The internets (to use Dubya’s term) has changed many aspects of our lives but one area I didn’t come to appreciate until recently is genealogy. The changes are, like so many other e-changes, revolutionary.
Genealogical research used to involve going to various government and local offices to sift through birth, marriage and death records. Then you’d take that data home and write up a little chart that you would distribute to everyone in your family. And that was it, until you or someone else in your family picked up the ball and went to the next government office to try to decipher the next link in your family chain.
Now many of those government records are online. But even more importantly, all that work done by diligent families over time is also on the internet. So if you can stretch your family a generation or two into the past, you can connect with all this work that people have already done.
That’s how I figured out in the last month or so that I am related to one of the original members of the Jamestown colony. He arrived in Virginia in 1608. As a result, history has really come alive for me and now I’m pouring over Colonial history to see what my relatives were up to in the 17th and 18th centuries.
I did much of my work on ancestry.com but just googling surnames I’ve come across a motherlode of information. Here’s one of the coolest things I’ve found, the graves of my maternal great(x6)-uncles who fought for the Rebels in the Revolution. They later settled in Illinois:
Incidentally, the website I found these pics on is pretty cool in and of itself, http://www.waymarking.com.
So get out there and find out where you come from!

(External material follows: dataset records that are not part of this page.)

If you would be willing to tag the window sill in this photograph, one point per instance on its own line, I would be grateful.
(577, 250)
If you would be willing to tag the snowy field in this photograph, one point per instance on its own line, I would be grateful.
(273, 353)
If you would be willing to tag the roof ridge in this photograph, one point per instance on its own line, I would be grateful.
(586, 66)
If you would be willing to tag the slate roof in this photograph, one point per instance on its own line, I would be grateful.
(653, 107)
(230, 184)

Here are some suggestions from a novice:
1. Compile everything you already know. Talk to your living relatives. Everyone has somebody in their family who’s already been working on the family history. I’ve got a couple in mine. Gather all these tidbits in one place. I started with an Excel spreadsheet but there is good genealogy software out there.

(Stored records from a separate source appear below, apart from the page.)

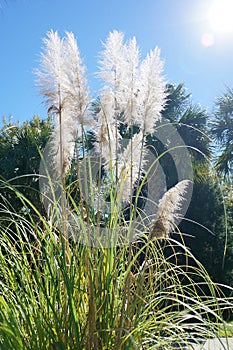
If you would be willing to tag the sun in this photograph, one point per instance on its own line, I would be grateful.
(221, 16)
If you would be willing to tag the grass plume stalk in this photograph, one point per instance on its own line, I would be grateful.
(80, 295)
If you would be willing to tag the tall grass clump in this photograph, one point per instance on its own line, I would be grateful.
(93, 273)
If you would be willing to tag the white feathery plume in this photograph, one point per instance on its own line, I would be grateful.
(152, 96)
(105, 131)
(62, 81)
(131, 164)
(168, 209)
(112, 61)
(51, 75)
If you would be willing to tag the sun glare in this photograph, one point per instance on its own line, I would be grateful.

2. Get on familysearch.org and/or ancestry.com and see how what you already know connects with the work people have already done.

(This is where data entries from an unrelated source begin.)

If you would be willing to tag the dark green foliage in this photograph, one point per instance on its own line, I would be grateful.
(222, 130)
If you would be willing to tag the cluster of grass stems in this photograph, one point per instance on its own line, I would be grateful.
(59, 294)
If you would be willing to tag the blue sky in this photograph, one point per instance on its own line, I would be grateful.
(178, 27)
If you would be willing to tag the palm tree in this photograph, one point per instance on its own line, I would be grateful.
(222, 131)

3. Now the hard work begins. Start with one branch and search, search, search. Google your family names & surnames and the names of husbands & wives, especially the oddball ones. One of my google searches uncovered a diary that describes the 1834 migration of one of my relatives from Virginia to Illinois. It’s the earliest information I have on that branch. I’ve discovered Captains, Quakers, Tories and Rebels, frontiersman, and pioneers. It’s not that just I’ve found cool relatives — whatever I found out would have been cool because this is my tribe. (There will be bad things, too. No doubt some of my relatives were slaveowners. But that’s American history, you take the awesome and inspiring with the shameful.)
I’m making great progress. I’ve nearly filled out six generations of my family tree and made it much further in several branches. But I still have a long way to go. I’ll keep you posted.